Esa opinión no era muy distinta a la que tenía Cisneros sobre la delicada situación que atravesaba el virreinato a su cargo, por lo que intentó postergar la difusión de la grave situación peninsular con el fin de frenar todo atisbo de acto sedicioso que atentara contra el sistema institucional. Pero la pretensión del virrey cayó en desgracia cuando los jefes de las milicias criollas, encabezados por Saavedra, exigieron la reunión de un cabildo abierto, que se celebró el 22 de mayo, al que asistieron una porción de vecinos decididos a crear una base de poder legítima independiente de las autoridades metropolitanas. A propósito de ello, y luego de desechar el alegato del obispo Lué (quien era partidario de no alterar un ápice la obediencia al Consejo de Regencia), la mayoría de los oradores invocaron que la soberanía en España estaba vacante, y que por lo tanto el poder revertía del Rey a los súbditos, o al “pueblo”. Pero en torno a este concepto o noción que formaba parte de la tradición jurídica española, hubo importantes desacuerdos. Para Juan José Castelli, la reversión de la soberanía debía recaer en la capital virreinal; en cambio, el fiscal de la Audiencia, Manuel Villota, adujo que la soberanía recaía en todas las ciudades del virreinato, no sólo en la capital. El contraste entre ambas posturas fue saldado por Juan José Paso, quien encontró una solución transaccional al aceptar el argumento de Villota, y justificar la creación de una junta que tuviera como base lo decidido en la capital, bajo el compromiso de invitar a los “pueblos” o ciudades del interior virreinal a elegir representantes para integrar el nuevo gobierno. Concluido el debate, se dio paso a la votación que bajo el influyente voto de Saavedra, puso fin a la autoridad del virrey, y decidió formar una Junta provisoria a nombre de Fernando VII. Cisneros acarició por un instante la ilusión que podía encabezarla. Pero la presión ejercida por las milicias y la agitación popular en las calles, dieron por tierra con sus aspiraciones, y determinó la formación de una nueva Junta que lo excluía, y que estaría integrada por criollos y peninsulares. En consecuencia, la decisión adoptada suponía el quiebre del sistema u orden institucional.

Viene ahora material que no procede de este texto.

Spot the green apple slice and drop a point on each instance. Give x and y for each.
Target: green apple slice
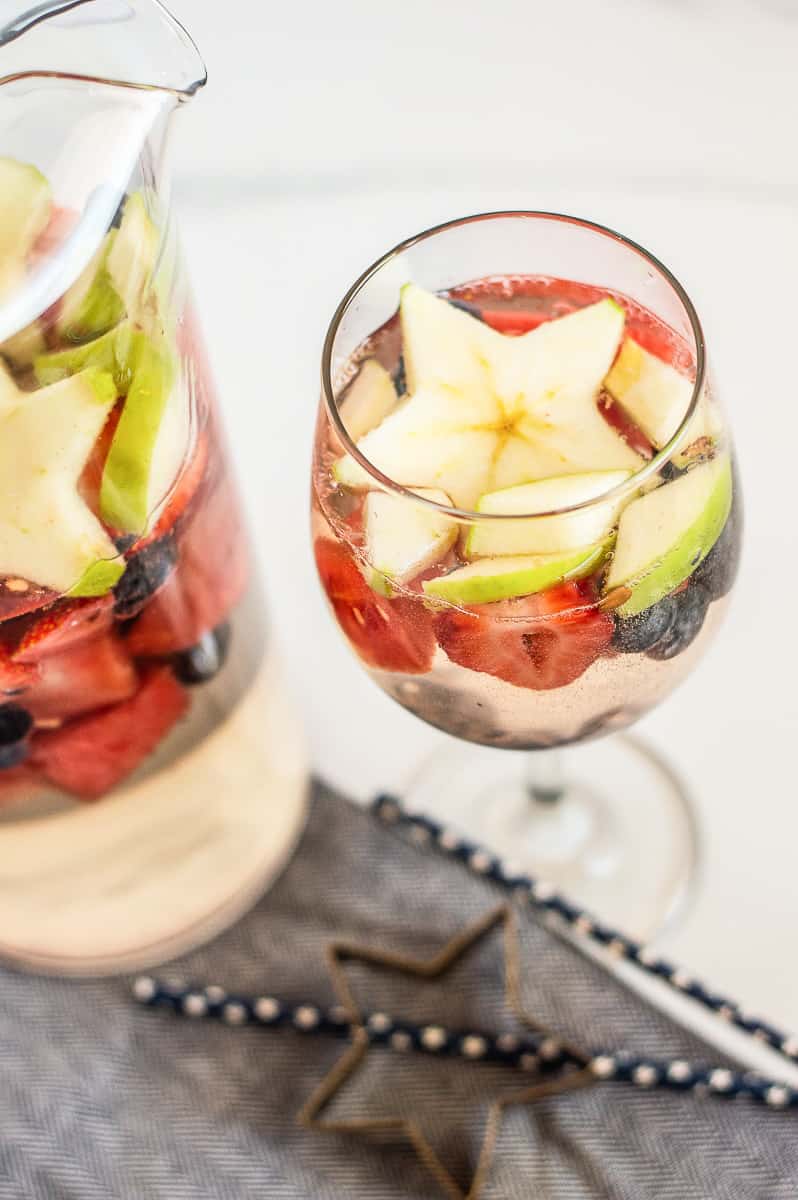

Con todo, la Junta Provisional erigida el 25 de mayo de 1810 constituyó un acto soberano que aspiraba a traspasar la base capitular que le había dado origen, para lo cual debía asumir el desafío de extender su influencia al conjunto de los pueblos o ciudades que integraban la jurisdicción virreinal desde 1776. Las primeras acciones de gobierno estuvieron dirigidos en esa dirección: se aseguró la obediencia del Cabildo, de la Audiencia y del virrey destituido, expidió una circular invitando a los pueblos del interior a enviar sus representantes para integrar el flamante cuerpo colegiado erigido a nombre de Fernando VII (27 de mayo), y convirtió a las milicias criollas en fuerzas auxiliares de la revolución.